The U.N. Security Council rejected a Russian request Monday to hold a meeting on a new language law in Ukraine, with opponents calling it an attempt by Moscow to interfere in the inauguration of Ukraine’s new president, Volodymyr Zelenskiy.
Russia needed nine “yes” votes in the 15-member council to hold the meeting but it got support from only four other countries — China, South Africa, Equatorial Guinea and the Dominican Republic. Six countries voted against a meeting — France, Germany, U.S., U.K., Belgium and Poland — and with four other nations abstaining, it was cancelled.
But council members were able to speak before and after the vote. There were heated exchanges and interruptions, reflecting divisions over Russia’s annexation of Ukraine’s Crimean Peninsula in early 2014 following the ouster of Ukraine’s Russia-friendly president by big street protests as well as and Russia’s continuing support for separatist rebels in eastern Ukraine that has led to conflict with government forces.

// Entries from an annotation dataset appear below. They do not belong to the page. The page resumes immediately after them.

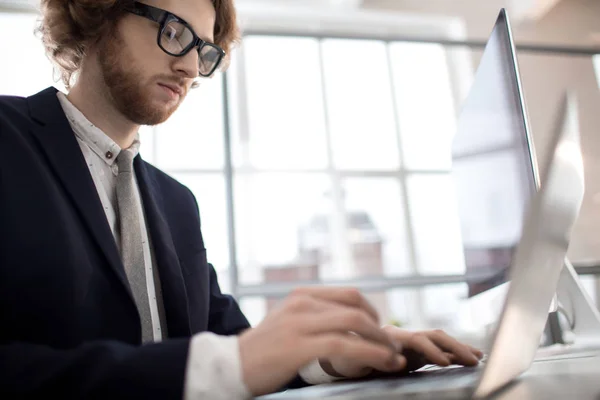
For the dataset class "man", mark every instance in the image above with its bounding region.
[0,0,481,399]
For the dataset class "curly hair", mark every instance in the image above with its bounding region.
[36,0,239,88]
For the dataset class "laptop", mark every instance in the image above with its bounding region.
[261,10,584,400]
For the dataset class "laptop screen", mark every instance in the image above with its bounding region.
[452,13,536,296]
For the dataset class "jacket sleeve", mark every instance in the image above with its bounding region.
[0,339,189,399]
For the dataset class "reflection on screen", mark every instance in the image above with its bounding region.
[452,16,535,296]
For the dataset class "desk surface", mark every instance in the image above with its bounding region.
[265,356,600,400]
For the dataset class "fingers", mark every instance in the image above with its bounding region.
[292,287,379,323]
[405,333,451,367]
[303,302,398,354]
[311,333,406,372]
[428,331,483,365]
[387,328,483,366]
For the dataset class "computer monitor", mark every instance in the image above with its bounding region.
[452,10,538,296]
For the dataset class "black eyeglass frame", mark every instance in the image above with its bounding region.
[125,1,225,77]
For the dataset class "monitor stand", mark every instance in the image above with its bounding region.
[536,258,600,361]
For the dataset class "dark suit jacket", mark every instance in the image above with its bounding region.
[0,88,308,399]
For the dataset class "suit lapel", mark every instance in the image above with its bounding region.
[133,156,191,337]
[28,88,133,300]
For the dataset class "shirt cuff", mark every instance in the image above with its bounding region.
[299,360,344,385]
[184,332,252,400]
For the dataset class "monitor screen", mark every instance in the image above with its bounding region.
[452,13,537,296]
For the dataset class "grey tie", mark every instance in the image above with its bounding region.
[117,149,154,343]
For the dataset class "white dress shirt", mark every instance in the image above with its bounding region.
[57,92,337,400]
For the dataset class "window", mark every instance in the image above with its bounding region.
[0,13,63,96]
[592,54,600,88]
[228,36,464,322]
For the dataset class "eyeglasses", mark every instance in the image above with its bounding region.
[125,1,225,77]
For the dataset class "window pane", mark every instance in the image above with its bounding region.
[240,37,327,169]
[234,174,334,284]
[390,43,456,170]
[343,178,411,278]
[593,54,600,88]
[0,12,64,96]
[323,39,399,169]
[173,174,229,277]
[155,73,224,170]
[240,283,467,335]
[407,174,465,275]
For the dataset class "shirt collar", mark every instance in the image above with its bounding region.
[57,91,140,167]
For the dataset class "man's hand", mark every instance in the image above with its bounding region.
[239,287,406,396]
[321,326,483,378]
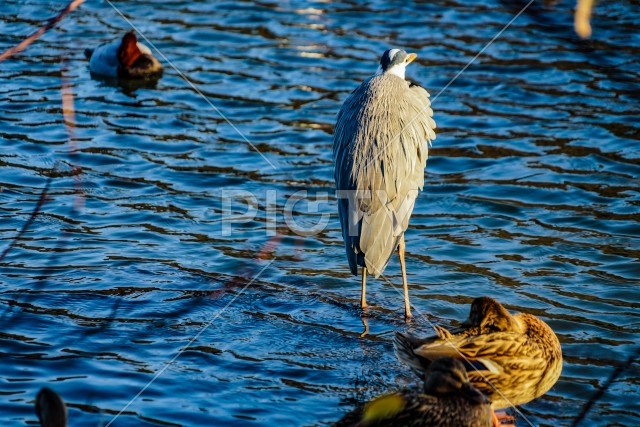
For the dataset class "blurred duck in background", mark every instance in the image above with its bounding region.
[85,31,163,79]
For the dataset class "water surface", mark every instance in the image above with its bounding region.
[0,0,640,426]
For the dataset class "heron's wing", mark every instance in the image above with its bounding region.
[333,75,435,276]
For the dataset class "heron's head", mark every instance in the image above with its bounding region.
[376,49,418,79]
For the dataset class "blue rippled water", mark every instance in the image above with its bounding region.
[0,0,640,426]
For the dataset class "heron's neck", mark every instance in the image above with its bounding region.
[376,64,406,80]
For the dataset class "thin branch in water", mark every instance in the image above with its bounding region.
[61,60,85,212]
[571,347,640,427]
[0,174,53,262]
[0,0,84,62]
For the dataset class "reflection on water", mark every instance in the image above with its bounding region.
[0,0,640,426]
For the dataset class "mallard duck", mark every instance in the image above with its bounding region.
[334,357,491,427]
[394,297,562,409]
[36,387,67,427]
[84,31,162,79]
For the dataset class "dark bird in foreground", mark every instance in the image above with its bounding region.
[334,358,491,427]
[36,387,67,427]
[84,31,162,79]
[333,49,436,318]
[394,297,562,409]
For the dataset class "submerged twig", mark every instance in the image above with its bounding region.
[571,348,640,427]
[0,175,53,262]
[0,0,84,62]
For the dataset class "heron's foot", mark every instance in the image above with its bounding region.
[492,411,516,427]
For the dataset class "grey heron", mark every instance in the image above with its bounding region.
[333,49,436,318]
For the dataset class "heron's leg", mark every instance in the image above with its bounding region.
[360,267,367,308]
[398,234,413,319]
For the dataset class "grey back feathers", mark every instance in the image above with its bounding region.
[333,70,436,277]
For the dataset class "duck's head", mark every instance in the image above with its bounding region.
[424,357,488,403]
[462,297,520,333]
[376,49,418,79]
[118,31,162,78]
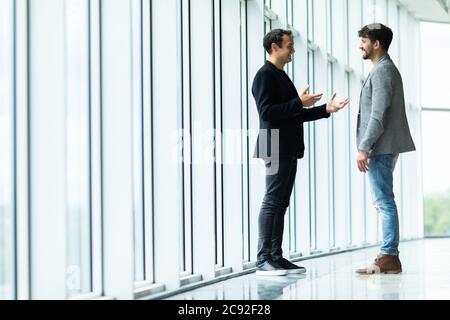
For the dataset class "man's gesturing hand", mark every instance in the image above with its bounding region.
[327,93,350,113]
[300,85,323,107]
[356,151,369,173]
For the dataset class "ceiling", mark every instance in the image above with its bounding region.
[399,0,450,23]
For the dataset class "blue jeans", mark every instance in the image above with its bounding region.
[368,154,400,255]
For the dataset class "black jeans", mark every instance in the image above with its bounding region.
[257,158,297,266]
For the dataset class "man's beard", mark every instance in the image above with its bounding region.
[363,50,372,60]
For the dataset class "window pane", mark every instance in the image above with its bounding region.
[0,0,15,300]
[66,0,92,296]
[423,111,450,235]
[421,23,450,109]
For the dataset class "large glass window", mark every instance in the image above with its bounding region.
[65,0,92,296]
[0,0,15,300]
[421,23,450,236]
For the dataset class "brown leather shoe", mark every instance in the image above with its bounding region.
[356,253,402,274]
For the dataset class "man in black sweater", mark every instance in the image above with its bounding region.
[252,29,349,275]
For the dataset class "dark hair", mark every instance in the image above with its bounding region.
[264,29,292,54]
[358,23,394,51]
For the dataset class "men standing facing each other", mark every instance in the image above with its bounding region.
[356,23,415,274]
[252,29,349,275]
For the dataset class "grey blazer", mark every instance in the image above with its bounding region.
[356,55,416,157]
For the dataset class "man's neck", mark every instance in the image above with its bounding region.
[371,52,387,65]
[269,57,285,71]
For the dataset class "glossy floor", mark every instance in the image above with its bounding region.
[169,239,450,300]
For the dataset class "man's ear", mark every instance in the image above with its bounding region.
[272,43,280,52]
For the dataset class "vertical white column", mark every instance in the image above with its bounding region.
[101,0,134,299]
[152,0,182,290]
[222,0,243,272]
[15,0,30,300]
[28,0,66,299]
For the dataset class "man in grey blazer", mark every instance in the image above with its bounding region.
[356,23,415,274]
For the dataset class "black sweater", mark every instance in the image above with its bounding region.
[252,61,330,159]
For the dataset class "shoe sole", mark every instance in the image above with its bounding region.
[356,270,403,276]
[256,270,287,276]
[287,269,306,274]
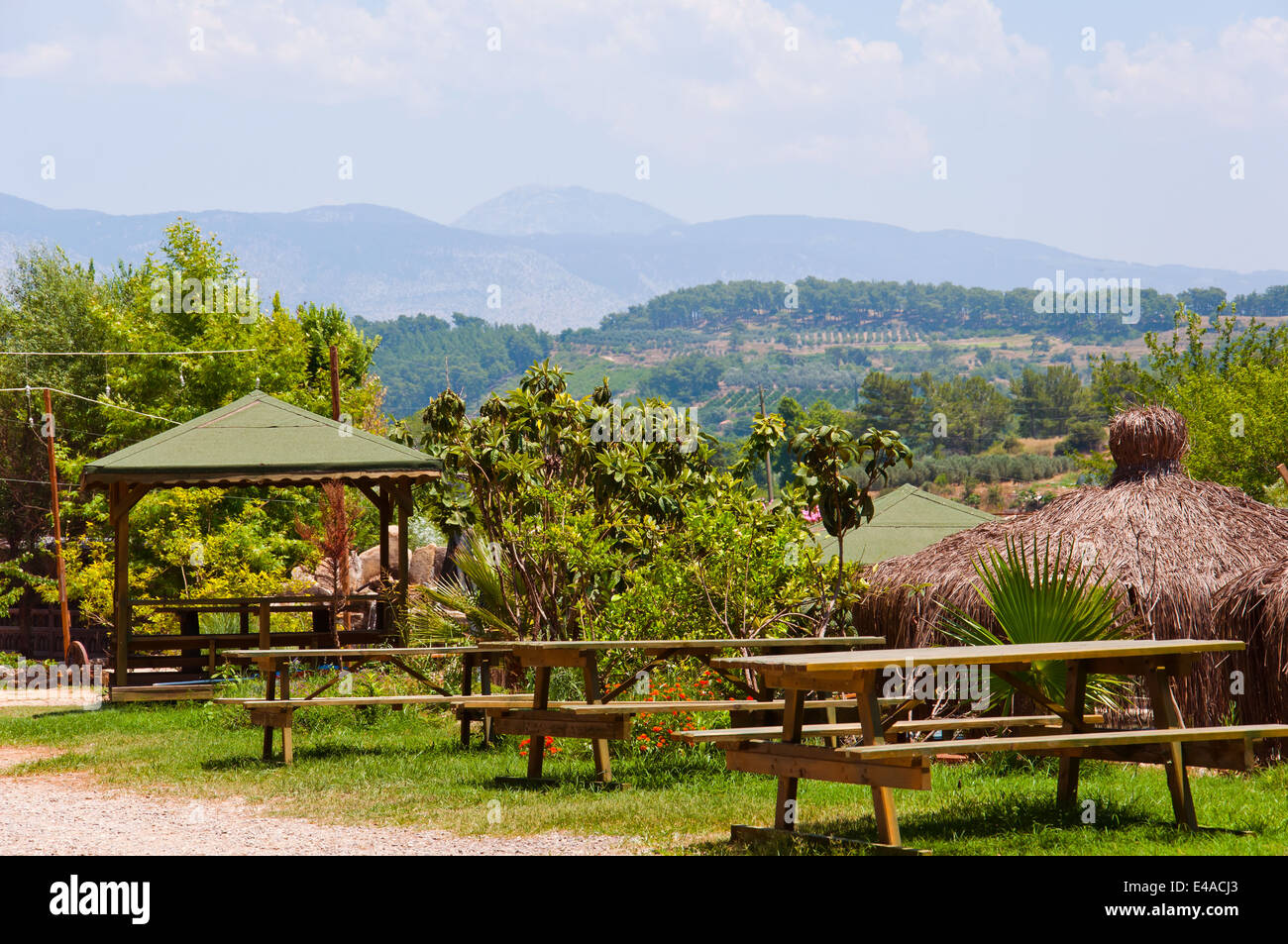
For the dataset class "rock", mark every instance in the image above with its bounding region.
[316,553,366,592]
[407,544,438,583]
[358,545,380,586]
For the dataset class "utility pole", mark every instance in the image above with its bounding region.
[759,386,774,505]
[43,386,72,662]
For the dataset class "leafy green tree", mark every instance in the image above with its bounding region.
[793,426,912,589]
[930,376,1012,454]
[1096,308,1288,499]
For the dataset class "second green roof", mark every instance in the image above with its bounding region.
[81,391,442,488]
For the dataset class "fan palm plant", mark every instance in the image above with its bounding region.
[940,537,1137,709]
[407,541,520,645]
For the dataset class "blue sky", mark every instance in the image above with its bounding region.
[0,0,1288,270]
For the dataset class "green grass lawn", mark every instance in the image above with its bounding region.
[0,703,1288,855]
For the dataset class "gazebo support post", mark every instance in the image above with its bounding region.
[107,481,150,685]
[389,481,412,630]
[376,484,389,635]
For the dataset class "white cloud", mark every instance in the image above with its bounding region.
[0,43,72,78]
[1068,17,1288,128]
[0,0,1050,171]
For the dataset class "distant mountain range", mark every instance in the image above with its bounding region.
[0,187,1288,331]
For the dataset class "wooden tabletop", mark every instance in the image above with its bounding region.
[480,636,885,652]
[711,639,1244,674]
[220,645,505,660]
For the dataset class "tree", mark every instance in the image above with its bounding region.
[1096,305,1288,499]
[793,426,912,595]
[930,376,1012,455]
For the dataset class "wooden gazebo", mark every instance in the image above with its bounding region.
[81,391,442,685]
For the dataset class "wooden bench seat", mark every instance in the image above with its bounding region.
[214,695,458,708]
[567,698,881,715]
[675,715,1104,752]
[841,724,1288,760]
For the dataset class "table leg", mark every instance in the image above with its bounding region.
[480,653,492,746]
[1147,669,1198,829]
[461,652,474,747]
[581,653,613,783]
[528,666,550,781]
[261,660,277,760]
[858,673,903,846]
[1056,662,1087,807]
[774,687,805,832]
[282,664,295,764]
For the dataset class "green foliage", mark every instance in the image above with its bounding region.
[353,314,551,416]
[422,362,733,639]
[1015,365,1095,437]
[0,219,382,619]
[940,538,1134,708]
[1096,305,1288,499]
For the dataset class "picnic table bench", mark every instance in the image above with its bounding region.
[214,645,507,764]
[480,636,885,785]
[698,639,1288,853]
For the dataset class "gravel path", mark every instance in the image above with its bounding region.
[0,746,648,855]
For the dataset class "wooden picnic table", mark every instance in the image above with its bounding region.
[712,639,1288,851]
[216,645,509,764]
[480,636,885,783]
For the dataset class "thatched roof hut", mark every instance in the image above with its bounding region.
[1214,557,1288,724]
[855,407,1288,724]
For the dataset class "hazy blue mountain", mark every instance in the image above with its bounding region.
[452,185,682,236]
[0,188,1288,331]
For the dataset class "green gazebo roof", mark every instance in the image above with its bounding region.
[81,391,442,488]
[814,485,993,564]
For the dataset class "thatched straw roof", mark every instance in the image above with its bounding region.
[855,407,1288,724]
[1214,557,1288,724]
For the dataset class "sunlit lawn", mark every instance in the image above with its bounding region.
[0,703,1288,855]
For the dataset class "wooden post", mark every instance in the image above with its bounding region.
[1146,669,1199,829]
[582,649,613,783]
[376,485,390,635]
[44,386,72,662]
[1056,661,1087,806]
[858,671,902,846]
[459,652,486,747]
[331,344,340,422]
[774,687,805,832]
[528,666,550,781]
[389,481,412,630]
[760,386,774,505]
[259,602,273,649]
[108,481,130,685]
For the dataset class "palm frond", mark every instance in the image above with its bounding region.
[940,537,1136,708]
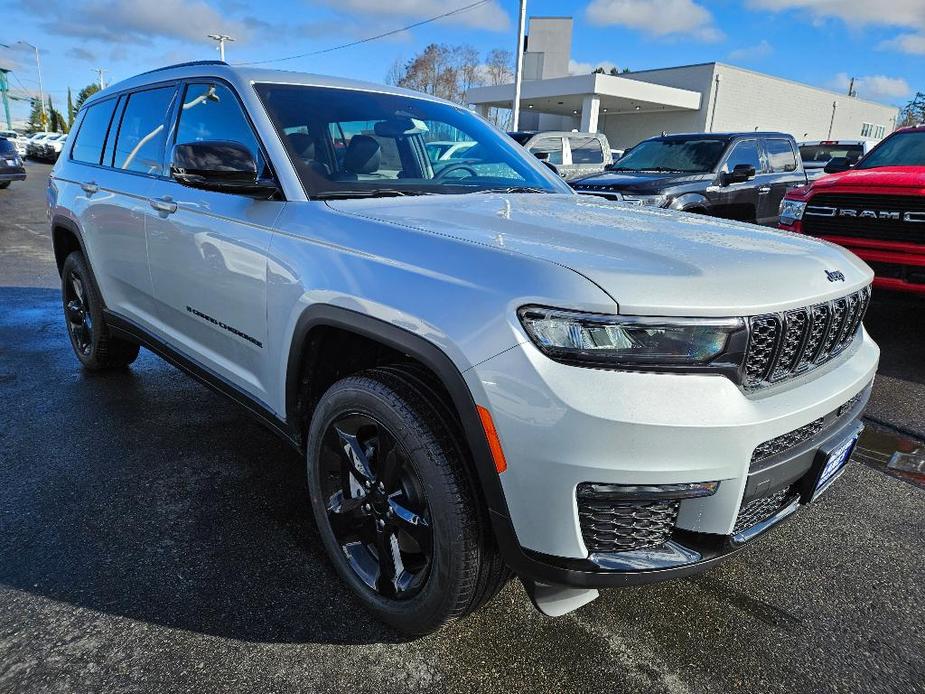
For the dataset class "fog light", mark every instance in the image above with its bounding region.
[578,482,719,501]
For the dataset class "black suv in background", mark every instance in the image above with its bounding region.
[570,132,807,225]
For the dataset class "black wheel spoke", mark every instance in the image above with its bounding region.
[389,498,433,554]
[376,526,405,597]
[335,427,376,486]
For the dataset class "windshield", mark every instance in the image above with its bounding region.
[856,130,925,169]
[800,143,864,166]
[610,139,727,173]
[255,84,572,199]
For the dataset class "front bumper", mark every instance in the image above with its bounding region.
[466,333,879,587]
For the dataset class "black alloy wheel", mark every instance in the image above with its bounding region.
[64,268,93,357]
[321,412,434,600]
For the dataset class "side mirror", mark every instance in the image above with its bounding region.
[170,140,279,200]
[721,164,756,186]
[823,157,851,173]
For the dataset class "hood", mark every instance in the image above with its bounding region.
[328,194,873,316]
[571,171,713,193]
[814,166,925,193]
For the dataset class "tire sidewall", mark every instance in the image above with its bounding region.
[306,378,472,633]
[61,251,105,369]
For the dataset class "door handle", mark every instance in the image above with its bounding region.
[148,197,177,214]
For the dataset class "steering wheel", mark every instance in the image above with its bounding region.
[431,164,479,181]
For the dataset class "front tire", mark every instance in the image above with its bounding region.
[307,367,508,635]
[61,251,138,371]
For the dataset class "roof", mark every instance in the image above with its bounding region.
[86,60,459,107]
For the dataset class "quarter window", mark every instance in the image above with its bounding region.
[568,137,604,164]
[175,84,260,167]
[71,99,116,164]
[114,87,175,174]
[723,140,762,173]
[765,140,797,173]
[530,137,562,165]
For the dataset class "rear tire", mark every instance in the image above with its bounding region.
[61,251,138,371]
[307,367,509,636]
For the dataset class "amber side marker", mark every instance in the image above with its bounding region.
[475,405,507,475]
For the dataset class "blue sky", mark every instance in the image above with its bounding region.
[0,0,925,126]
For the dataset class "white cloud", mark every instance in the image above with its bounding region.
[321,0,511,31]
[568,58,620,75]
[748,0,925,28]
[878,32,925,55]
[25,0,251,43]
[829,72,912,99]
[585,0,725,42]
[729,39,774,63]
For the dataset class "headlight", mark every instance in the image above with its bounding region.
[518,306,746,371]
[623,195,670,207]
[780,198,806,224]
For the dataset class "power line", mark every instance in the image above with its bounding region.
[234,0,492,65]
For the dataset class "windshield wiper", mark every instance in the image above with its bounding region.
[311,188,436,200]
[473,186,549,193]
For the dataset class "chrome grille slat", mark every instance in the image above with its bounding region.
[743,287,870,390]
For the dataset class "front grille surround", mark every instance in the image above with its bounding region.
[578,498,680,554]
[743,286,870,390]
[801,193,925,244]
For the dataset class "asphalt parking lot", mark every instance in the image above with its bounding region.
[0,164,925,694]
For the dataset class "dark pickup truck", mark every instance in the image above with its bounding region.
[570,132,807,226]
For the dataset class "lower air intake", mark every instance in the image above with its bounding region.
[578,499,680,554]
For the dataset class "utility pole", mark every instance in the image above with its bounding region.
[0,68,13,130]
[511,0,527,130]
[0,41,48,129]
[209,34,234,63]
[16,41,48,130]
[90,67,106,90]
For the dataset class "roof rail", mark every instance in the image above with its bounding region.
[137,60,228,76]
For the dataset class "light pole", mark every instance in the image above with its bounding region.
[511,0,527,130]
[209,34,234,63]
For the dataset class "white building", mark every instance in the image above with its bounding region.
[468,17,898,149]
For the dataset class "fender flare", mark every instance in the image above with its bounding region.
[286,304,514,524]
[51,214,96,277]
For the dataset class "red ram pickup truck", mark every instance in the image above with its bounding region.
[779,125,925,294]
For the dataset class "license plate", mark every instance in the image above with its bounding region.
[812,433,860,501]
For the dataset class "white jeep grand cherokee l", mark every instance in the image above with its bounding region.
[48,62,879,634]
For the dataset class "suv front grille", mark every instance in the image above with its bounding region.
[744,287,870,390]
[578,498,680,554]
[749,384,870,470]
[802,194,925,244]
[732,488,797,535]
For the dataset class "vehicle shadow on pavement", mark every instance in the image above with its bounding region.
[0,288,402,643]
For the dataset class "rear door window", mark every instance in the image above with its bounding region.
[568,136,604,164]
[71,99,116,164]
[529,137,562,166]
[113,86,176,175]
[765,138,797,173]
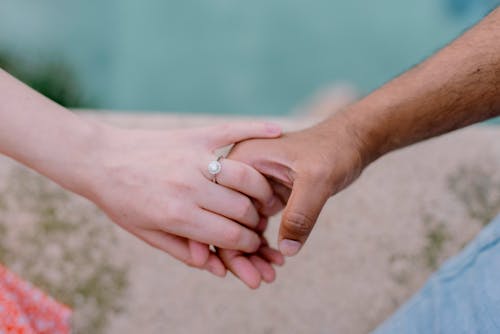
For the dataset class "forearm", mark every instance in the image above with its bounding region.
[336,9,500,163]
[0,70,104,195]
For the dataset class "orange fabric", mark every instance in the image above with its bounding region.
[0,265,71,334]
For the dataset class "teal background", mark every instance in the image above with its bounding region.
[0,0,496,115]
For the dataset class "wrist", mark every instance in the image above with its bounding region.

France, Germany and Belgium said they asked to postpone the Security Council meeting for several days but Russia refused.
French Ambassador Francois Delattre and German Ambassador Christoph Heusgen said in a joint statement after the vote that Russia’s objective in choosing Zelenskiy’s inauguration day was “to pursue its notorious policy of intimidation against Ukraine again.”
The acting U.S. ambassador, Jonathan Cohen, called Moscow’s request for Monday’s meeting “a clear attempt by Russia to distract from the peaceful, democratic transfer of power happening today in Ukraine.”
Russian Ambassador Vassily Nebenzia called the council’s refusal to hold the meeting “a blatant demonstration of double standards” by members who approved other meetings. He accused them of “censorship.”
Nebenzia was sharply critical of the new language law, which requires the use of Ukrainian in the government and media and relegates Russian, which is also widely spoken in the country, to personal communications.
He said the law is aimed to push the Russian language out and “sow discord,” predicting it will lead “to excessive polarization of the people of Ukraine.” He also called the language law a violation of the 2015 Minsk agreements aimed at bringing peace to Ukraine’s volatile east.
Zelenskiy said after his inauguration that the main goal for his presidency is to bring peace to eastern Ukraine, where government troops have been fighting Russia-backed separatists for five years in a conflict that caused at least 13,000 deaths and displaced 1.5 million people.
France’s Delattre and Germany’s Heusgen called for “full, immediate and unconditional implementation of the Minsk agreements.”
“The inauguration of the new Ukrainian president, who expressed his determination to restore peace again today, should be an opportunity to give a new impetus to those agreements,” they said.
Ukraine’s ambassador, Volodymyr Yelchenko, said Russia’s attempt “to send a very powerful message to the new leader from the Security Council” ended up instead being a message for Russia.
“And this is not the best way to start contacts between Russia and Ukraine if they really want to,” he told reporters.